Arsène ne savait plus très bien où il en était, et à quoi rimait cette entrevue. D'abord, parce qu'on ne commençait généralement pas une discussion par une claque, ça ne pouvait jamais bien finir. Ensuite, parce qu'il avait comme l'impression que quelque chose ne tournait pas rond. Ce n'était pas comme ça que cela aurait dû se passer. Meleager aurait dû avoir l'air un minimum surpris, comme pris sur le fait. Mais il agissait comme s'il y avait autre chose, une variable qui lui échappait. Oui, quelque part, sûrement aurait-il dû se rendre compte de ce qui se tramait, comprendre que quelque chose n'allait définitivement pas, mais la colère lui brouillait l'esprit, et il n'arrivait pas à poser ses pensées. Là, de suite, il se serait écouté qu'il aurait probablement saccagé le bureau tout entier. Car Meleager ne l'aidait pas, mais alors, pas - du - tout à retrouver son calme légendaire. Au contraire, on aurait dit qu'il l'encourageait à exploser, d'abord en jouant les idiots, ensuite en décidant de lui dire probablement la seule chose qui pouvait réellement lui faire réellement mal.

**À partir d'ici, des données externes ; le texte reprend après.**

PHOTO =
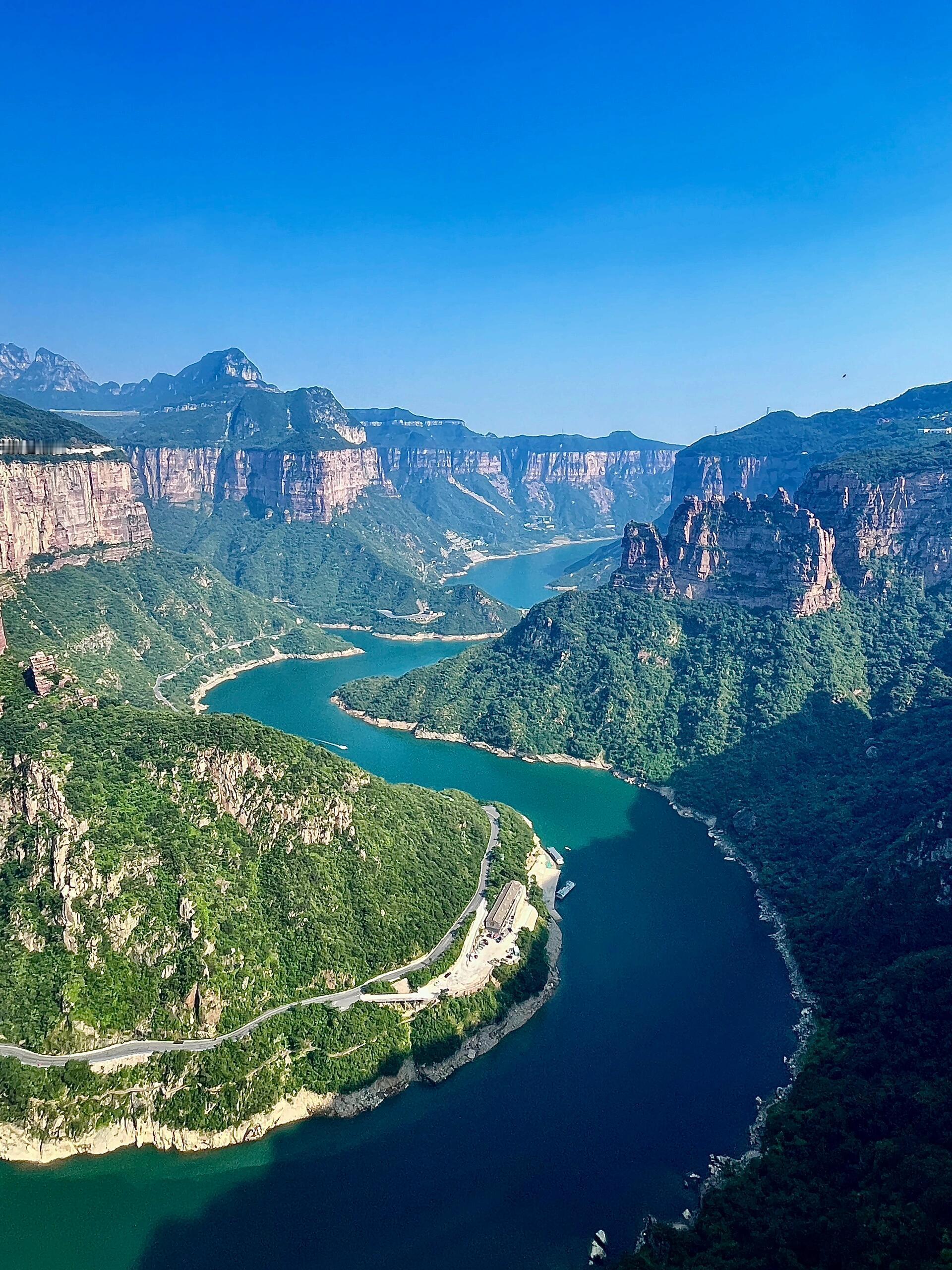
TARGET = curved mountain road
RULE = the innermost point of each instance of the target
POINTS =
(341, 1000)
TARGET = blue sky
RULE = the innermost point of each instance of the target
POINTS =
(540, 216)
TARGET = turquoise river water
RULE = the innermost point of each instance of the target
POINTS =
(673, 1014)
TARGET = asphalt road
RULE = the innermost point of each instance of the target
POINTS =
(341, 1000)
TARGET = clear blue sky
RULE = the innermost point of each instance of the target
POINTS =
(538, 216)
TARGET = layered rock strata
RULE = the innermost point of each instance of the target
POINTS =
(59, 506)
(314, 486)
(907, 516)
(762, 554)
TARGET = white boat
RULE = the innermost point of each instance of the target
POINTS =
(598, 1253)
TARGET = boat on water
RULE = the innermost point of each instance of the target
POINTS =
(598, 1254)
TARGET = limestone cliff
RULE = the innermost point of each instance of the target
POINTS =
(500, 483)
(304, 487)
(762, 554)
(58, 506)
(903, 512)
(781, 447)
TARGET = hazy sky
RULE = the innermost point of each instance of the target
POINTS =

« Tu peux continuer quoi ? Te faire passer pour une victime ! Soit ! Vas y ! Si ça peut te faire te sentir mieux ! »
« Tu... ne viens pas de dire ça. » S'entendit-il murmurer d'un ton blanc.

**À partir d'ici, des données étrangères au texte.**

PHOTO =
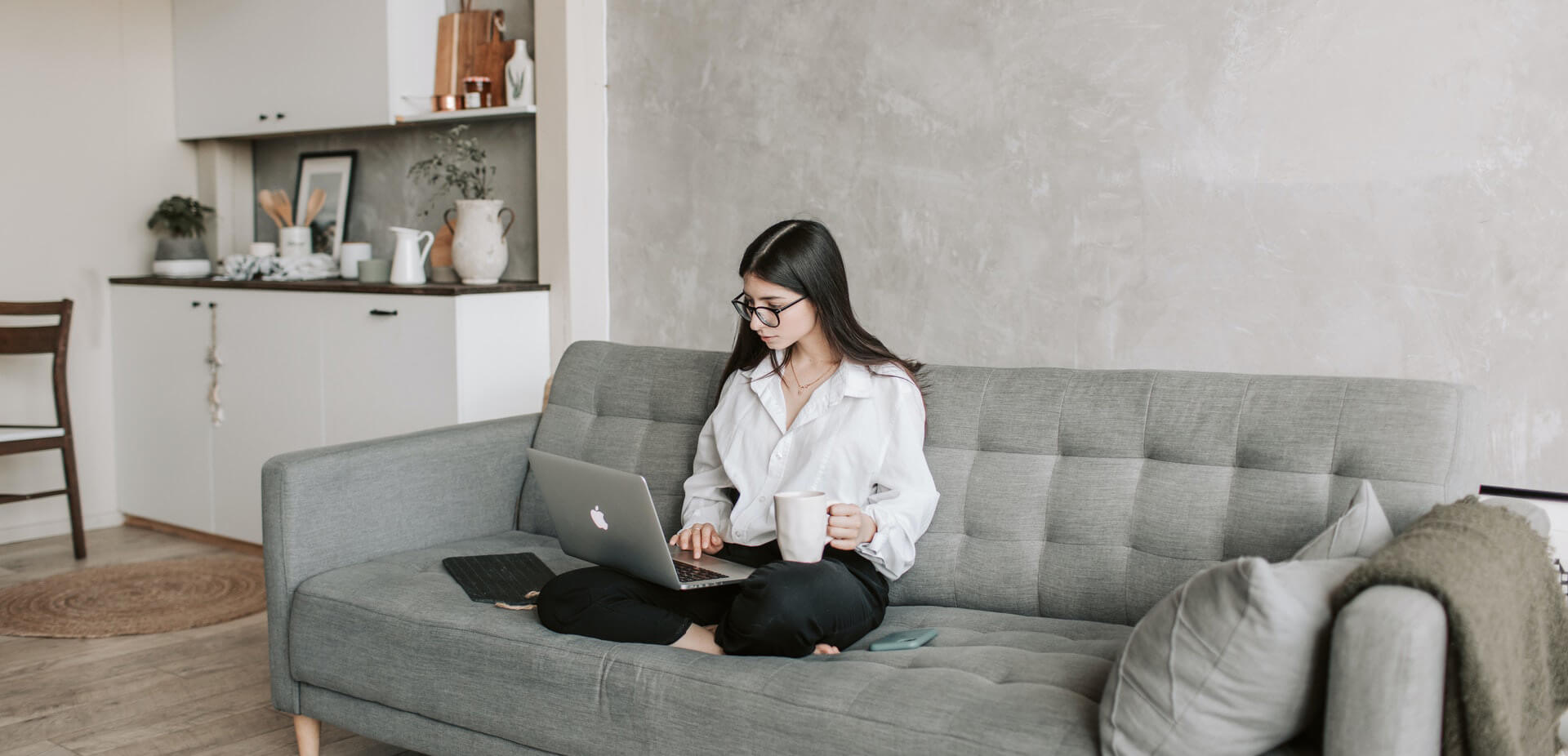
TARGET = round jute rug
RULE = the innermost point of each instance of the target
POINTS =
(136, 599)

Une victime... L'étudiant se mordit la lèvre à son tour, non par mimétisme, mais pour ne pas se mettre à hurler, se contentant de bloquer un instant, rivant son regard dans celui du professeur. Avait-il la moindre idée de ce que cette supposition pouvait représenter pour Arsène ? Lui qui, toute sa vie ou presque, justement... En avait réellement été une. Fallait-il qu'il lui rappelle les cicatrices sur ses bras, et dans son dos ? Une goutte de sueur perla le long de son échine à cette pensée.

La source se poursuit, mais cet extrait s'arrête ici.